Figure S8 : Distribution of ANNOVAR Annotations for Additional Variant Callers (Coding SNPs)
A. For each of the three datasets characterized in this study (1KG targeted exon, n=14; 1KG exome, n=12; SRP019719 exome, n=15), variants are classified based upon population frequency and damaging prediction (see Methods). Low frequency variants (MAF < 0.01) that are displayed in orange if they are predicted to be damaging and are displayed in green if they are not predicted to be damaging. Unknown frequency variants are displayed in red if they are predicted to be damaging and are displayed in blue if they are not predicted to be damaging. This figure displays the results for the seven variant calling strategies shown in Figure 3 and Figure S3, but the results are only shown for 2 preprocessing conditions, corresponding to the colored boxes under the bar plot: variants called using both GATK indel realignment and quality score recalibration (purple) or neither step (blue). Additionally, an unfiltered set of samtools variants are displayed for those pre-processing conditions for all 3 datasets. An unfiltered set of freebayes variants are displayed for the targeted exon dataset but not for any exome datasets because the proportion of unknown frequency variants is unacceptably high (and therefore we decided it didn’t justify further comparisons in the exome datasets).

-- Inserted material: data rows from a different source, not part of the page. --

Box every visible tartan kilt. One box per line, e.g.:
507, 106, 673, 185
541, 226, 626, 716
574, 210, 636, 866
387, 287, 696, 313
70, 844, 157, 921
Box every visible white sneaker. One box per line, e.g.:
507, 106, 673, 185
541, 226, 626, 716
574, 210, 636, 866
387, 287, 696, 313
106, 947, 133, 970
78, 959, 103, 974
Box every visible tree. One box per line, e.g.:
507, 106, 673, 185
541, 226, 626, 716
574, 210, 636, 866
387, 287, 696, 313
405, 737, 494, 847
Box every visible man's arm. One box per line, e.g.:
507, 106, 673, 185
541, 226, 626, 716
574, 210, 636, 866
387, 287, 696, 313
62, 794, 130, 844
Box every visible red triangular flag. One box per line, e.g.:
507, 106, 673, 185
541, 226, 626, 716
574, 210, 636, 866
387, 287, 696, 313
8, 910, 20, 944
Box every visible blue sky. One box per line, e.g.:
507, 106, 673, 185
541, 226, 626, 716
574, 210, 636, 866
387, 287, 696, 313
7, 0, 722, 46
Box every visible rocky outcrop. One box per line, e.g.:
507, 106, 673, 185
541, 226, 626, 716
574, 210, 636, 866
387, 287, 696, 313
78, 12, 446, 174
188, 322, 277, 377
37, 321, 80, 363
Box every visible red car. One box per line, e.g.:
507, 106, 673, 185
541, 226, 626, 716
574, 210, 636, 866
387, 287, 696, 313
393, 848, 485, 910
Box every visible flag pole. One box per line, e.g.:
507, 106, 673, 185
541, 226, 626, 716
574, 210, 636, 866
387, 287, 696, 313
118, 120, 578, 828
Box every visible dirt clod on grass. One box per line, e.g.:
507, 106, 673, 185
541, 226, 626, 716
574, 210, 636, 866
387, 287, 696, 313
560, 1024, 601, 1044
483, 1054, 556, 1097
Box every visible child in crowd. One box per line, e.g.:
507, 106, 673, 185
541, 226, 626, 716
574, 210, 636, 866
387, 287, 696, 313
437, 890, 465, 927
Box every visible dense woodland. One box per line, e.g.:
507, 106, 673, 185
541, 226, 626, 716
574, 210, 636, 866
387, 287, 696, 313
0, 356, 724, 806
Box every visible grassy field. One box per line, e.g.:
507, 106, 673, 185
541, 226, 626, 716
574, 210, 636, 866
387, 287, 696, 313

Figure S9 : Variant Caller Overlap for Coding SNPs
All coding variants were tabulated for all exome samples (1KG targeted exon n=14, left; 1KG exome n=12, middle; SRP019719 n=15, right), keeping track of the samples in which the variants were called. Only coding variants on chromosome 20 were considered for the 1000 Genomes (1KG) samples, but all coding variants were considered for the SRP019719 samples. In order to simplify presentation of these results, we focused on the highest quality variant calls for each variant calling strategy: GATK UnifiedGenotyper with low-quality variants removed (UG-HQ, blue), GATK HaplotypeCaller with low-quality variants removed (HC-HQ, green), and VarScan using a custom set of conservative parameters (VarScan-Cons, red). An unfiltered set of samtools variants are also shown for comparison. Similarly, only variants subject to GATK indel realignment and quality score recalibration (“Full Pipeline”) are considered for this comparison. Counts for variants that would have been identified using the union of HC-HQ, UG-HQ, and samtools are shown in underlined font.